Some parents believe that compulsory wearing masks in school is harmful to children’s mental health, but according to experts, the evidence is just the opposite. Gilbert said that the most significant negative impact of the epidemic on children’s mental health occurred in the period before the epidemic. At that time, the children who received distance teaching would increase the degree of anxiety and depression because they could not go to school and stay with their children.
Gilliam and Murray of Yale University were concerned about the negative impact on the mental health of children and parents due to the closure or closure of schools and children’s education facilities in the early stage of the epidemic. Therefore, they decided to explore the most effective strategy to prevent the closure of these facilities.
In May 2020, they surveyed 6654 preschool teachers in 50 states to find out what infection control measures their institutions had taken, including maintaining social distance, checking symptoms and wearing masks. A year later, they followed up to see if these facilities had been closed.

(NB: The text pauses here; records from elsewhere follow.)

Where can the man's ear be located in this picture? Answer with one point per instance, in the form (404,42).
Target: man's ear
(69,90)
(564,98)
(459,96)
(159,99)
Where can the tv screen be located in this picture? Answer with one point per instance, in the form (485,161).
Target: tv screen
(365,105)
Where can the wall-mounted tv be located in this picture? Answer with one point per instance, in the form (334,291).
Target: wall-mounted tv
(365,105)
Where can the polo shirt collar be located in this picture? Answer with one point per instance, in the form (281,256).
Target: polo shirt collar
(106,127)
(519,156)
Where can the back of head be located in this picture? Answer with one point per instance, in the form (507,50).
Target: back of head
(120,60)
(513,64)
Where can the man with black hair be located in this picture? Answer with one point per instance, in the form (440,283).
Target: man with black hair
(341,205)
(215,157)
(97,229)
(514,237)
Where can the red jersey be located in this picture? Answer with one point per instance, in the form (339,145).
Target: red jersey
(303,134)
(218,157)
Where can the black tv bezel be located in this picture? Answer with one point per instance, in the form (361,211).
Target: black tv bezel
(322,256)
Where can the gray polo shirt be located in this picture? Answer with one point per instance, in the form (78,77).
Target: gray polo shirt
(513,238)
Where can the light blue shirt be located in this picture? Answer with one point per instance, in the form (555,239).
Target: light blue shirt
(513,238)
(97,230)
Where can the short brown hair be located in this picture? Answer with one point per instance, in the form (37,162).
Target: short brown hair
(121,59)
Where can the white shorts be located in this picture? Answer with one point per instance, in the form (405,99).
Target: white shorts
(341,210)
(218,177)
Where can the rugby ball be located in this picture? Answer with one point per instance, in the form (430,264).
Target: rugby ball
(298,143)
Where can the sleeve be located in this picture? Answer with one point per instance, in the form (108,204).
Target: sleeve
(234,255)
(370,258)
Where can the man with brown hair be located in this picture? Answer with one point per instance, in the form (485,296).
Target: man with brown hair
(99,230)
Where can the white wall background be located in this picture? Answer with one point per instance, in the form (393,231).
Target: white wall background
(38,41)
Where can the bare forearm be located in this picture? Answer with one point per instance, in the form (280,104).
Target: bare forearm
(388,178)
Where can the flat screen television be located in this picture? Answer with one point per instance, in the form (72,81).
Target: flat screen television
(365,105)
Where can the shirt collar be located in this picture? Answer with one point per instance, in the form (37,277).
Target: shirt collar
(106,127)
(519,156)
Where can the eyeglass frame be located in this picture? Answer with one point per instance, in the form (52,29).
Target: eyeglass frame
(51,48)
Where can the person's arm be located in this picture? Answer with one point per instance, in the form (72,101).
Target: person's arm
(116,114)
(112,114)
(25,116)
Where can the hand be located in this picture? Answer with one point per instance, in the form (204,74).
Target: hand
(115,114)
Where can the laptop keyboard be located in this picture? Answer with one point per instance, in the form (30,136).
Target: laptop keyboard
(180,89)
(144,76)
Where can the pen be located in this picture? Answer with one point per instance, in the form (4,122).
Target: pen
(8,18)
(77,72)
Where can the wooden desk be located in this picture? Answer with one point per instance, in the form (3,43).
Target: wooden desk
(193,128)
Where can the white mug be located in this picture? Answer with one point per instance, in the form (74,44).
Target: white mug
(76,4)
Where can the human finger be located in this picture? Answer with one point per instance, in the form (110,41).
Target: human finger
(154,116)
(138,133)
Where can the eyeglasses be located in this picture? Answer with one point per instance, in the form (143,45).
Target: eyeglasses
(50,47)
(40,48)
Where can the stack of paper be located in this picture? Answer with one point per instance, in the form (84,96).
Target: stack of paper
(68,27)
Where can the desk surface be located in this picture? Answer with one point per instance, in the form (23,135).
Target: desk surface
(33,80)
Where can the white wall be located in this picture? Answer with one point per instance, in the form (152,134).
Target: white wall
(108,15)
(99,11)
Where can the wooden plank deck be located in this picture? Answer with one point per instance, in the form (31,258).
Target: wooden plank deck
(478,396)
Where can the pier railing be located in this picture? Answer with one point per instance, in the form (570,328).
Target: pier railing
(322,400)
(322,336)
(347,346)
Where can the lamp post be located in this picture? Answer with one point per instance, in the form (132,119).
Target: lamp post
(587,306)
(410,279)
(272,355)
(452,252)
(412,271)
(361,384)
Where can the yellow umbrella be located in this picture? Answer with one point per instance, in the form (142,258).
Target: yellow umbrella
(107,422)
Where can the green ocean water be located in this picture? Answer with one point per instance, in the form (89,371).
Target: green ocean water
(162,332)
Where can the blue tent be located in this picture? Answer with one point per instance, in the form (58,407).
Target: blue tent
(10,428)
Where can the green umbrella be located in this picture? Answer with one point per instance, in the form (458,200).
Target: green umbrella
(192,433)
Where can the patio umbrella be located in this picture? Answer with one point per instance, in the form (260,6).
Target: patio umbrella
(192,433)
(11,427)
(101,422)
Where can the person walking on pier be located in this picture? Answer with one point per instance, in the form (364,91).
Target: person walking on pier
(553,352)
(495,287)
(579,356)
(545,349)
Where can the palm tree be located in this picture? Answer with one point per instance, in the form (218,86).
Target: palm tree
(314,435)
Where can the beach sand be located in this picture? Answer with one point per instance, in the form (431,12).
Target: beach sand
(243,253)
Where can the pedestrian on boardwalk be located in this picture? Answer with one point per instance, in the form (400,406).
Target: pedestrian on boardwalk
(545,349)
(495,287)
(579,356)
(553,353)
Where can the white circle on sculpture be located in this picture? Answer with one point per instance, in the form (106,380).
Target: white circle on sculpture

The results showed that the proportion of nurseries requiring children aged 2 and over to wear masks to avoid closure was 16% lower than that requiring closure. The paper was published in the online edition of the Journal of the American Medical Association on January 27, 2022.
Gilliam and Murray, who acknowledged the limitations of the study, did not notice other factors, such as whether children avoided traveling while wearing masks. Nevertheless, the survey report provides strong evidence to society that compulsory wearing of masks in schools and children’s educational facilities can protect rather than harm children’s mental health.